Один раз мы собрались вместе с Марло, Томасом и Марко у нас в камере. Мы неплохо сдружились, они были отличными ребятами. Да, нас можно было назвать семьёй*. Марло смог подкупить одного из охранников, и тот дал ему колоду карт. Карты были запрещены, поэтому каждый раз, когда поблизости раздавались шаги, мы прятали их кто куда, и когда охранник проходил мимо, мы облегченно вздыхали и продолжали нашу игру. Играли в основном «на слабо» и на сигареты. К слову, сигареты здесь ценились так же сильно, как жизнь и девственность своей пятой точки. Их можно было получить по-разному: в армрестлинге, спарринге, покупая за деньги или выигрывая в спорах. Был и еще один способ — воровство. Но если тебя поймают с поличным, то в лучшем случае отделаешься сломанным носом.

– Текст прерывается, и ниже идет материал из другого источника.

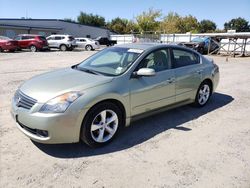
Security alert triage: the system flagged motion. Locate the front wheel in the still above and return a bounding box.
[30,45,37,52]
[60,44,67,52]
[194,82,212,107]
[85,45,93,51]
[81,102,124,147]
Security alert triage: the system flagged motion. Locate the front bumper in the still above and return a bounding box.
[11,97,86,144]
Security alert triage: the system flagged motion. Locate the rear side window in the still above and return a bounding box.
[39,36,46,41]
[137,49,170,72]
[173,49,200,68]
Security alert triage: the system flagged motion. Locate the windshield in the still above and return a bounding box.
[192,37,206,42]
[0,36,11,40]
[77,47,143,76]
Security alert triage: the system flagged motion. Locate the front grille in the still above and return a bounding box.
[16,117,49,137]
[15,90,37,110]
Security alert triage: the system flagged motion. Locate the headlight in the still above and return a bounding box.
[40,91,83,113]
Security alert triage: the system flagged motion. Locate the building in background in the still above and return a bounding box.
[0,19,115,38]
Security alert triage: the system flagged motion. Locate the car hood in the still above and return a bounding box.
[20,68,113,103]
[181,41,202,45]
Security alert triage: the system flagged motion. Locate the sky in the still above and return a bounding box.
[0,0,250,29]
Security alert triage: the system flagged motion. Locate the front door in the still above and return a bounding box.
[129,49,175,116]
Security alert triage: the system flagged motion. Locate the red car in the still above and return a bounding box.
[0,36,18,52]
[15,34,49,52]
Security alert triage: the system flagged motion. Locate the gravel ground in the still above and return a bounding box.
[0,51,250,188]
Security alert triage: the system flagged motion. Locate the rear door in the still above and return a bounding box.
[171,48,202,102]
[76,39,87,48]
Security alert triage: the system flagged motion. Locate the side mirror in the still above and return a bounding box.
[134,68,155,77]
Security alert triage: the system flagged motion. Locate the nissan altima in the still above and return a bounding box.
[11,44,219,147]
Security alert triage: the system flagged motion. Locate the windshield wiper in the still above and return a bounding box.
[72,66,100,75]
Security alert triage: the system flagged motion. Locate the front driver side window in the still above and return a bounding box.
[137,49,170,72]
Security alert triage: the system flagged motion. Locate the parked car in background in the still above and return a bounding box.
[0,36,18,52]
[179,37,219,54]
[95,37,117,46]
[11,44,219,147]
[15,34,49,52]
[47,35,77,51]
[76,38,100,51]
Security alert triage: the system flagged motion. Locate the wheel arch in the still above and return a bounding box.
[200,78,214,91]
[79,98,126,140]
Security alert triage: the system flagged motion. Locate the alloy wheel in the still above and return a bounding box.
[198,84,210,105]
[90,110,118,143]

Еще одним чудесным развлечением были так называемые «дни фильма». Каждый четверг после ужина надзиратели ставили в холле первого этажа большой белый экран и старенький проектор. В первый мой четверг нам показывали комедию о трёх холостых студентах, только что выпустившихся из колледжа, полных сил и энергии. В честь такого праздника они устроили вечеринку, а на следующий день проснулись женатыми и ничего не помнившими. Мы тогда смеялись как дети. В следующий четверг была мелодрама. История о бедной провинциальной девушке, полюбившей богатого успешного мужчину, и её лучшем друге, питавшего к ней чувства с самого детства. Я не очень любил такие фильмы, поэтому не особо следил за сюжетом. Я рассматривал лица заключенных: кто-то также скучал, кто-то спал, но были и те, кто плакал. Одним из них был Дак, он сидел рядом со мной и безмолвно рыдал. Слезы текли рекой по его толстым щекам, а при каждом всхлипывании его брюхо тряслось словно желе.

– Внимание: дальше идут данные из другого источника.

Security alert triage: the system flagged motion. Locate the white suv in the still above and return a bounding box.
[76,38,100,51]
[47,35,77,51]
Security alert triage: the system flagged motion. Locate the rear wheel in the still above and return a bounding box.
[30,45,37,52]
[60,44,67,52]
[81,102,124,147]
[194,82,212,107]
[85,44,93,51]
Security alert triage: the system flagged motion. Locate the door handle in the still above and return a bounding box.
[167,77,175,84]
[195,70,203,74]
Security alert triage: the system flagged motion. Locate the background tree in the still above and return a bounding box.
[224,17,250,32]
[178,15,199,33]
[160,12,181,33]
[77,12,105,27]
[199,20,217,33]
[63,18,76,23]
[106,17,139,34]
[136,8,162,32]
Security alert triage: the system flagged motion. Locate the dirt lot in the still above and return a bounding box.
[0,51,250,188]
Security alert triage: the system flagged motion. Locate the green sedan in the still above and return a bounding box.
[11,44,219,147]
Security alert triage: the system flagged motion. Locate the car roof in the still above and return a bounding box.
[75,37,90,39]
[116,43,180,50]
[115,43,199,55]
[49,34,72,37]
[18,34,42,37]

Микаса звонила мне почти каждый день. Она рассказывала мне о ходе продвижения моего дела, о своей жизни, о жизни Лютика и его любви к Жану. Рассказывала мне забавные истории, которые слышала от соседок, а один раз прочитала мне стих собственного сочинения.

— Ты оказывается у меня еще и поэтесса, — я держал в руках трубку телефона и слышал дыхание Микасы.

— Какая из меня поэтесса. Так, написала от нечего делать. Ерунда, — по её голосу я понял, что она засмущалась.